New Sciences of Protection Conference: Exhibition on the theme ‘Designing Safe Citizens’ by Cindy Weber.

On 21 September 2001 – ten days after 9/11 – the Ad Council in the United States launched its ‘I am an American’ advertising campaign. The exhibition unsettles the Ad Council’s smooth presentation of post 9/11 American patriotism through interviews with those for whom, very recently, US citizenship has been anything but ‘safe.’ These include the son of undocumented immigrant Elvira Arellano, Greg and Glenda Avery, Hurricane Katrina evacuees who became ‘internally displaced’ refugees, and James Yee, a US army Muslim chaplain wrongly accused of being a terrorist spy. The pieces show how the fantasy of unity, wholeness and security pedalled by the designers of safe citizenship in the US remain just that, fantasies. The exhibition disarticulates and rearticulates what it means to be a US citizen in a post 9/11 context, enactments neatly summed up in Cindy Weber’s provocative reversal the US motto “E Pluribus Unum” (Out of many, One) to read, ‘out of one, Many.’
The original Ad Council release

Greg and Glenda Avery: We are americans

James Yee: I am an American

Thank you to our fabulous Joseph Rigby for this great summary

Lynn Hershman Leeson’s Strange Culture: An introduction by Jackie Stacey

“Seduction” (1986), a photograph from a series by Ms. Hershman Leeson called “Phantom Limb.”
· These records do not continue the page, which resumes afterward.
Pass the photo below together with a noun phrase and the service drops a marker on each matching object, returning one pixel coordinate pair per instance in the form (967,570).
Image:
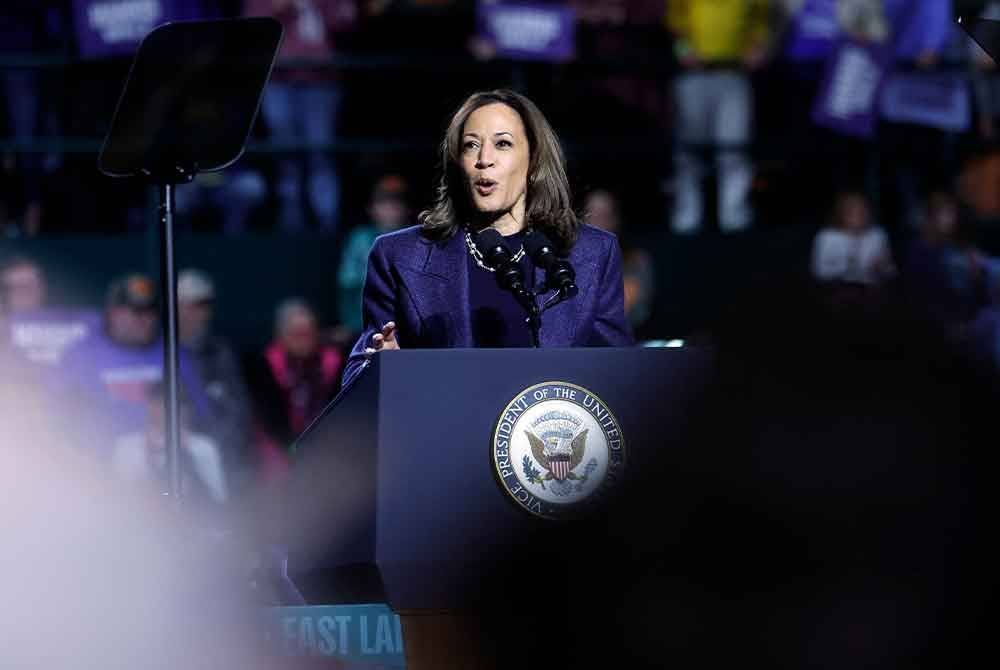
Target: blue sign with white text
(361,637)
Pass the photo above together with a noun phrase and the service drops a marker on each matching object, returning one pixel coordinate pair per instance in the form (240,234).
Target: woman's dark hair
(548,205)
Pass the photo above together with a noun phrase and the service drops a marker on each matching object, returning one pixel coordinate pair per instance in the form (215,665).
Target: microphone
(559,274)
(496,255)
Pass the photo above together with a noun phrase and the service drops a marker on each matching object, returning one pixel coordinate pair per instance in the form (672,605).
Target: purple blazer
(423,285)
As part of the ‘New Sciences of Protection’ conference a screening of Lynn Hershman Leeson’s Strange Culture was arranged. Jackie Stacey, RICC, University of Manchester, introduced the film…

Lynn Hershman Leeson has been making visual investigations of the integration of the human body and the machine and of fantasy personae for 50 years now. In particular, Leeson has been fascinated by deception, artifice and the fluid boundary between secure and insecure identities. Long before the current anxieties about security and safety, Leeson explored the technologies of the self that meant that we could adopt other people’s identities or even make up fictional ones and get people to believe in them. One of her early pieces of work involved Leeson developing a persona, Roberta Breitmore. She appeared as a performance, when Leeson took up this identity as a disguise herself, wearing a blonde wig, costume and make-up; Roberta also appeared in photographs. Roberta’s existence was substantiated when she got an apartment, employment, a psychoanalyst, a driver’s license and credit cards. When Roberta put an ad in a San Francisco newspaper for a roommate/companion, it prompted dozens of responses. Roberta agreed to meet each person (mostly men) three times only to avoid too much intimacy, and each of these meetings was recorded in surveillance photographs and tape recordings. More recently in Leeson’s exhibition of her work in the virtual environment Second Life, Roberta has re-appeared, and we hope that Lynn will be joining us here at the Dukes after the film screening through her Second Life avatar, Roberta, to discuss some of the ideas in Strange Culture on the director’s behalf.